Manufacturing News

Mittal deal: China plans M&As in steel

Steel makers in China are closing ranks to fend off possible acquisition by Mittal Steel, which has just managed to take over Arcelor, the world's No 2 steel producer.

BEIJING: Steel makers in China are closing ranks to fend off possible acquisition by Mittal Steel, which has just managed to take over Arcelor, the world's No 2 steel producer.

The call for banding together has come from an industry body that is controlled by government.

"We should accelerate M&As within our own companies to create big groups and fend off foreign challenges,"Li Xinchuang, V-P of China Metallurgical Industry Planning and Research Institute, said.
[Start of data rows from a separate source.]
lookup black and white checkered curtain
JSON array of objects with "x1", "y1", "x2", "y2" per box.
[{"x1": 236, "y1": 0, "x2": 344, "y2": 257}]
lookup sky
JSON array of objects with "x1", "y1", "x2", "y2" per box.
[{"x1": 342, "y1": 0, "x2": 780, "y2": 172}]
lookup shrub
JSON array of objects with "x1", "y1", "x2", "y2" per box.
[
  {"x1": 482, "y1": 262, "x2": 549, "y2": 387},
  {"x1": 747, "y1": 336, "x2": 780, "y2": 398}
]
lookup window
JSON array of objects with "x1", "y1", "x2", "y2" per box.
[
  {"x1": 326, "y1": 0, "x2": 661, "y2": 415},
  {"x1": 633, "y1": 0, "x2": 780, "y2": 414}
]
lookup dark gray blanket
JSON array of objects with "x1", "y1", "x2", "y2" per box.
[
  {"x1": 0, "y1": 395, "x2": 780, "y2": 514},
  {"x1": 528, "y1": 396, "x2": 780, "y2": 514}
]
Mittal Steel, which has been scouting around China for investment opportunities since it paid $340 million to acquire 30% in Hunan Valin Steel Tube & Wire Co in Hunan province last year, does not seem to be surprised by the move.
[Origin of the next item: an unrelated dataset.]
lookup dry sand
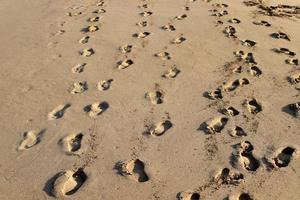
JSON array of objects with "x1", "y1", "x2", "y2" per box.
[{"x1": 0, "y1": 0, "x2": 300, "y2": 200}]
"The Chinese government is trying to speed up the process of consolidation both by bringing in international players as well create mergers between Chinese steel companies,"Sridhar Krishnamoorthy , country head for Mittal Steel in China told ToI.

The Arcelor acquisition has hugely enlarged Mittal's presence in China because Arcelor has substantial stakes in two Chinese steel companies including the biggest of all, the Bao Steel of Shanghai. Arcelor and Nippon Steel of Japan are partners in the state-run Bao Steel, which begun production early this year.
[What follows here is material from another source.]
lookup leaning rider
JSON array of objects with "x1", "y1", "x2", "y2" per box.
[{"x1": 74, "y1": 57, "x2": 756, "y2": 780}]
"This (Arcelor takeover) will put great pressure on domestic steel makers which are no match to Mittal and Arcelor in terms of capital, technology and management,"Li was quoted by the state media as saying. "That is a big stimulus for China's steel sector, which contains too many small manufacturers,"he said.

Local steel makers have good reasons to be worried. Global players have been targeting Chinese companies for acquisition because it is the largest domestic market in the world.

Arcelor acquired 38.4% stake in Laiwu Iron and Steel Co in Shandong province after paying $250 million as recently as in February.

Industry sources said Mittal has initiated talks for purchase of stakes in several companies including Baotou Iron and Steel Co, and Baiyi Iron and Steel Co in north China.

China's central government has been trying to encourage smaller steel units to merge and form larger companies with capacities of 15-20 million tonnes in order to ensure cost efficiencies and bring about technological improvements.

But it has not been easy for the government to bring about this change because of several reasons. One reason is that many steel units are owned by provincial governments, which have agendas that are different from the central government and do not wish to give up control over the units.

This difficulty in bringing about mergers among local companies offers an opportunity for companies like Mittal Steel, who are ready to come up with big offers of cash and modern technology.

One of the conditions imposed by government before permitting foreign firms to invest in the steel industry is that they should bring in new technology.

Mittal Steel has inducted new technologies in Valin Steel to meet the commitments made at the time of acquiring shares in October.